The brittle stars are something of the poor cousin among echinoderm classes. Their tendency to relatively small size and cryptic habitats means that they do not attract the level of attention given to starfish, sea urchins or sea cucumbers. Despite this, they are perhaps the most diverse of the living echinoderm classes, with more recognised species around today than any other.
It should therefore come as no surprise that the internal classification of brittle stars remains decidedly up in the air. The basic framework of the surrent system was established over a hundred years ago by Matsumoto (1915) and changes to this arrangement since have been fairly cosmetic. However, a significant challenge to Matsumoto's system has been arisen following the input of molecular data to the mix: many of Matsumoto's higher groupings have not been supported by moleculat analyses. Perhaps the nail in the Matsumoto system's coffin has come from a recent publication by Thuy & Stöhr (2016) who found that a formal analysis of morphological data also failed to support the pre-existing classification. At this point in time, we know that a new classification of brittle stars is needed but we don't yet know what form it will take.
Perhaps one of Matsumoto's groupings that will survive the transition is the Gnathophiurina. Notable features of this group include a ball-and-socket articulation between the radial shields (large plates that sit on the aboral side of the central body on either side of the insertion of each arm) and the genital plates (sitting below and alongside the radial shields), with the socket in the radial shield and the ball on the genital plate. The genital plates are also firmly fixed to the basal vertebra of each arm. I haven't been able to find what the functional significance of this arrangement is, such as whether it renders the body more flexible that in other groups where the radial-genital plate articulation is more fixed. At least one of the families of Gnathophiurina, the Amphiuridae, includes species that commonly live in burrows with the tips of their arms extended into the water column, using their tube feet to capture food particles (Stöhr et al. 2012). In contrast, some Ophiotrichidae are epizoic, living entwined around black corals and the like. The Gnathophiurina as a whole seem to be most diverse in relatively shallow waters.

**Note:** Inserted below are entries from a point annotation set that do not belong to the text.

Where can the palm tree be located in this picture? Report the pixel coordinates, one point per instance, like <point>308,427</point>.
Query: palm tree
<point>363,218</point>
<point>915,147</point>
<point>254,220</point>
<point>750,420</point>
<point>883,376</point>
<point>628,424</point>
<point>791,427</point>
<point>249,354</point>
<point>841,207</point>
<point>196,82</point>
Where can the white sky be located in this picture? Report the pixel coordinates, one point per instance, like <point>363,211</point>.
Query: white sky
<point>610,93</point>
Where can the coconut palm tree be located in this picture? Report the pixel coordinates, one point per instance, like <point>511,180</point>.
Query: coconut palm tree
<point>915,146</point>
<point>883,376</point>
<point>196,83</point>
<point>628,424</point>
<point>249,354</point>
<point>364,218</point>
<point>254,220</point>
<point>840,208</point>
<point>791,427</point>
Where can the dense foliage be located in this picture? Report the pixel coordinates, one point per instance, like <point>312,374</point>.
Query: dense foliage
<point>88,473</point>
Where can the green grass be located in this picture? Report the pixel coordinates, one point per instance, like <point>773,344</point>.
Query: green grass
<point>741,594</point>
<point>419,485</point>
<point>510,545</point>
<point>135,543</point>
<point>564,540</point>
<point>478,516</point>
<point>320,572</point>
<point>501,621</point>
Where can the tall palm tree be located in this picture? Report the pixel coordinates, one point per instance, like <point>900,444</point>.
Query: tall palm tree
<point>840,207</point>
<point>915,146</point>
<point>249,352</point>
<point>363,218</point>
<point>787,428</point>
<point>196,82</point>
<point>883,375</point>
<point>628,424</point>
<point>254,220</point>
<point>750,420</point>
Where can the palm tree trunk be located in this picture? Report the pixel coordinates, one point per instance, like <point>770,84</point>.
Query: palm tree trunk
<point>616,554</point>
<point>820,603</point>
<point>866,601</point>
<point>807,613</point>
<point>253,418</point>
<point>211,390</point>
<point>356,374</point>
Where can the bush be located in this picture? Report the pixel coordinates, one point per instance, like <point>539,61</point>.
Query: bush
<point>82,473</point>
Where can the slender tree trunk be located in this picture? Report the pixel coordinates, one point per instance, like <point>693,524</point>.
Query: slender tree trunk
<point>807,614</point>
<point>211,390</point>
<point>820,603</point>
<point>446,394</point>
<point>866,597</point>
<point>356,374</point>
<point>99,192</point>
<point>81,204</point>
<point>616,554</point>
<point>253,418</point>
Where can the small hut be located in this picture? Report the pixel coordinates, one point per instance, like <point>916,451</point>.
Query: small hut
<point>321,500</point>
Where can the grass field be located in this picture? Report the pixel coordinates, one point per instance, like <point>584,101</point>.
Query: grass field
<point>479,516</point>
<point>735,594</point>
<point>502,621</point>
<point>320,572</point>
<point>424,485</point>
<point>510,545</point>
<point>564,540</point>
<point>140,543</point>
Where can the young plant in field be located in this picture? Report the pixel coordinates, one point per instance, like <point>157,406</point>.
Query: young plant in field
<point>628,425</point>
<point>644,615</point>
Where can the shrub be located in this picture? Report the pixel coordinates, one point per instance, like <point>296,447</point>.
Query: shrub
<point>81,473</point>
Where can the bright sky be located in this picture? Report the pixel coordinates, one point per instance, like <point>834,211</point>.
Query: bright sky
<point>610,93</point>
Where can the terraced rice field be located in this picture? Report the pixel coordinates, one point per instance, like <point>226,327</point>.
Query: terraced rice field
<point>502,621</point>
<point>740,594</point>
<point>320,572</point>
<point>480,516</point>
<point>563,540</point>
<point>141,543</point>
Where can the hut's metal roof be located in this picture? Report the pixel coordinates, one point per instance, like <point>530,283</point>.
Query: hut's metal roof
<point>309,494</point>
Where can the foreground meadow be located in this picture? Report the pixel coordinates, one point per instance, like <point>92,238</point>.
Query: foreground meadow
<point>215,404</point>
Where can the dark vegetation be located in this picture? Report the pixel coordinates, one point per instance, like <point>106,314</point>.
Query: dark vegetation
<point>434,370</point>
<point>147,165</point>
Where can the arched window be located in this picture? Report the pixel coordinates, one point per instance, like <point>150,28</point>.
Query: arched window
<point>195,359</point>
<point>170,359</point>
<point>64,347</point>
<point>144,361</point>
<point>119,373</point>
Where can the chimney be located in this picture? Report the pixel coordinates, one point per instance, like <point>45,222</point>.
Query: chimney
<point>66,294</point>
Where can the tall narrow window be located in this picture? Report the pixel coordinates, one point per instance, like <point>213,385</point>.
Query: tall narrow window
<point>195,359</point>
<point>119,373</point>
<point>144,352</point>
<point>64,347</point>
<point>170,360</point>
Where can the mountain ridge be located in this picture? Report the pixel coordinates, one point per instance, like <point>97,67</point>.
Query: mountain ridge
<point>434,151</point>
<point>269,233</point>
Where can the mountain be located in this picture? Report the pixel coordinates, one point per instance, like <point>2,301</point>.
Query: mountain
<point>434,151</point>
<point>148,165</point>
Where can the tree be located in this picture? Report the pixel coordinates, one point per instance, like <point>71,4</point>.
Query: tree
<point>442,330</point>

Matsumoto's (1915) original concept of the Gnathophiurida included species that are now classified into four families, the Amphiuridae, Ophiotrichidae, Amphilepididae and Ophiactidae, and recent analyses have returned results not inconsistent with this association. In Thuy & Stöhr's (2016) morphological analysis, Gnathophiurina species all belong to, and make up the bulk of, their clade IIIc. In the molecular analysis presented by Hunter et al. (2016), the families belong to two separate clades but the branch separating them is very weakly supported. Further research is needed, of course, but it may turn out that Matsumoto was on to something when he focused on that ball-and-socket joint.
Hunter, R. L., L. M. Brown, C. A. Hill, Z. A. Kroeger & S. E. Rose. 2016. Additional insights into phylogenetic relationships of the Class Ophiuroidea (Echinodermata) from rRNA gene sequences. Journal of Zoological Systematics and Evolutionary Research 54 (4): 269–275.
Matsumoto, H. 1915. A new classification of the Ophiuroidea: with descriptions of new genera and species. Proceedings of the Academy of Natural Sciences of Philadelphia 67 (1): 43–92.
Stöhr, S. T. D. O'Hara & B. Thuy. 2012. Global diversity of brittle stars (Echinodermata: Ophiuroidea). PLoS One 7 (3): e31940.
Thuy, B., & S. Stöhr. 2016. A new morphological phylogeny of the Ophiuroidea (Echinodermata) accords with molecular evidence and renders microfossils accessible for cladistics. PLoS One 11 (5): e0156140.